How to split an image dataset into test and train data?


(Divyansh Rai) #1

So I have this dataset of images,

The images are of 5 types of flowers (Tulips, sunflowers etc), all of them in 5 different folders
All tulip pictures in the tulip folder, all rose pictures in rose folder and so on

What I want to know is that if there is a way to split this group of pictures, randomly into train(80%) and test(20%) data sets?

(To just get it running I manually arbitrarily split them, but I want to know if there’s a way to do it by code)
I know how to split data, if the data is structured, but I can’t find any resources for images.


(Kiran Scaria) #2

You could do something in the lines of:

  1. Make the required folders(validation and the class folders). You can get this done inside the script(os.makedirs).
  2. Get the number of images in the ‘train’ folder.(len(os.listdirs()) )
  3. Copy 20 percent(as much as you want) images randomly chosen to the validation class folders. (random.choice(os.listdir()) and shutil.move())

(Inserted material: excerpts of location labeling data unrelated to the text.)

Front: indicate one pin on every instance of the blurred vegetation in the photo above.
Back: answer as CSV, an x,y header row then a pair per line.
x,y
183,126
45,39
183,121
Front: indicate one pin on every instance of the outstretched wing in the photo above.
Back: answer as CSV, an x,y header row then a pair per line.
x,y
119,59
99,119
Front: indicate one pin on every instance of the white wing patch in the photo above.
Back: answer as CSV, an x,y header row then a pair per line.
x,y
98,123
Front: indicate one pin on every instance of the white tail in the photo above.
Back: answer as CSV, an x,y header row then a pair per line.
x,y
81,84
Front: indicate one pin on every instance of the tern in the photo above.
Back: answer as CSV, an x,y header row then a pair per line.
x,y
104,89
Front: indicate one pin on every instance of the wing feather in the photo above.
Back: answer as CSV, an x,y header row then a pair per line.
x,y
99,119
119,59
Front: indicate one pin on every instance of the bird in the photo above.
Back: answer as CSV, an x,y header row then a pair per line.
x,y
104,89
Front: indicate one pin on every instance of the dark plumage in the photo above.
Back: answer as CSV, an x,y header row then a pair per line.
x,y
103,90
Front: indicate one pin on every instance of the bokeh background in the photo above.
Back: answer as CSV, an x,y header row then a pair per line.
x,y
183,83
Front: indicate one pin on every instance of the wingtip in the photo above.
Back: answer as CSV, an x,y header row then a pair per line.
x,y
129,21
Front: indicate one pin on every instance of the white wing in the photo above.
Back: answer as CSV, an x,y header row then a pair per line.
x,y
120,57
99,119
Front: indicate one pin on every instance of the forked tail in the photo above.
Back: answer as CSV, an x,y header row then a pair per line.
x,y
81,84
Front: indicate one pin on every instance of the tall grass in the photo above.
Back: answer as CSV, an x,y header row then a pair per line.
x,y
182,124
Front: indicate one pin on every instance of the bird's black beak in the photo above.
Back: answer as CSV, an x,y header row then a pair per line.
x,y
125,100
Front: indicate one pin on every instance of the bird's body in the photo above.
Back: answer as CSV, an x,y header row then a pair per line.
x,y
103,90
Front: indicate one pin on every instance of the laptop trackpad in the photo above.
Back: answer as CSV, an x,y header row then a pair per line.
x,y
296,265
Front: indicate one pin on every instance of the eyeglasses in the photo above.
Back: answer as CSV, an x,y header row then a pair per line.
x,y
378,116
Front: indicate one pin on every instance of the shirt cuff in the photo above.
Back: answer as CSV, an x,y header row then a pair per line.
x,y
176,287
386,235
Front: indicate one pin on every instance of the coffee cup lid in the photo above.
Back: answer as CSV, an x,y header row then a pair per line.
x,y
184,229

Once you get the script written you can reuse it for all such examples. :slight_smile:


(RobG) #3

The first task I perform is usually to turn the folders of images into a structured index so they can be better managed as a dataframe. Essentially put all the images in a single folder, with a csv labelling each image as to the folder it was previously in. There are many ways to do this, but here is one that has been posted on this forum. You can then split this into whatever sets you need using the structured techniques you already know.